# Visiting Diver lost camera on Oriskany



## Firefishvideo (Jul 1, 2010)

Rode out to the Oriskany with Due South Charters / Capt. Dalton today, and had a great day on the water....however one of the divers on the boat didn't have such a good day, as his camera came unclipped while on the tag line. We were tied into the smoke stack and were over the flight deck (port side) at the time...so there is a good chance that it is laying on the deck somewhere aft of the port elevator (just a guess).
...anyway I told him that the local divers were pretty lucky about finding lost cameras , and I would post this here for him :

Lost the digital camera and Ikelite housing over the Orkskany,
The housing should have the initials RM and/or the name Murray painted on it.
Reward if found.
I can be contacted at [email protected] or 859-200-8610


----------



## WhackUmStackUm (Jan 31, 2010)

Hey Scott,

I'll look for it on my next Oriskany dive. I am planning a scooter trip to the props and around the bottom of the ship. 

Bryan


----------



## Firefishvideo (Jul 1, 2010)

Thanks Bryan! I could still see the flight deck on the fish finder, but the current could have carried over. ....anyway I know He would appreciate it if you came across it some time.


----------



## wm4480 (Jul 2, 2009)

check right where the angle deck meets the flight deck. thats where bryan saved my fin!!


----------



## flappininthebreeze (Jul 13, 2009)

Another diver also lost a reel, a Lite Monkey brand reel. If that gets found, he would greatly appreciate that return as well. Contact me and I can get you in touch with him, or I will get it to him for you. Lost 8-1. Many thanks.


----------



## WhackUmStackUm (Jan 31, 2010)

flappininthebreeze said:


> Another diver also lost a reel, a Lite Monkey brand reel. If that gets found, he would greatly appreciate that return as well. Contact me and I can get you in touch with him, or I will get it to him for you. Lost 8-1. Many thanks.
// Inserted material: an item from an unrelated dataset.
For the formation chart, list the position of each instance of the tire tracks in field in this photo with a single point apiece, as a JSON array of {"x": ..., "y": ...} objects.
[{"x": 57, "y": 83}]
Ok, I'll keep an eye open for the reel too.

FYI - I don't accept rewards. Just divers helping divers.


----------



## WhackUmStackUm (Jan 31, 2010)

Headed out Saturday morning (8/6) to look.


----------



## Firefishvideo (Jul 1, 2010)

Good Luck Bryan! ....should be great weather for diving!:thumbup:


----------



## WhackUmStackUm (Jan 31, 2010)

Sorry Scott, no joy on the camera.

I searched the flight deck forward of the island back to where the white paint begins about half way to the fantail. I then went to the bottom and searched the sand on the port side from a point parallel to the forward limit of the island, back to the props, under the stern and back parallel to the island on the starboard side. 

Vis was only about 30', so it is possible I missed it, but I tried to be thorough by searching in a grid pattern.

Although I did not find the camera, I did bring up:
- The Lite Monkey reel
- A dive knife
- Four weight pockets with weights
- A weight belt with weights
- A number of jigs and fishing weights
- Two large shells (for my wife)
- Some spiny oyster shells to give to the other passengers

I'll keep my eyes open for it on future dives.

Bryan


----------



## Firefishvideo (Jul 1, 2010)

WOW!.....you must have looked like you were starting your own dive shop when you came back to the boat!:laughing: Thanks for looking for the camera.....It may well have drifted out into the sand somewhere. Hate to hear that the vis was so low.....that tends to make it less fun, but at least it is still diving.
Thanks again, Scott.


----------



## flappininthebreeze (Jul 13, 2009)

WhackUmStackUm,
Text sent. Talk to you soon.


----------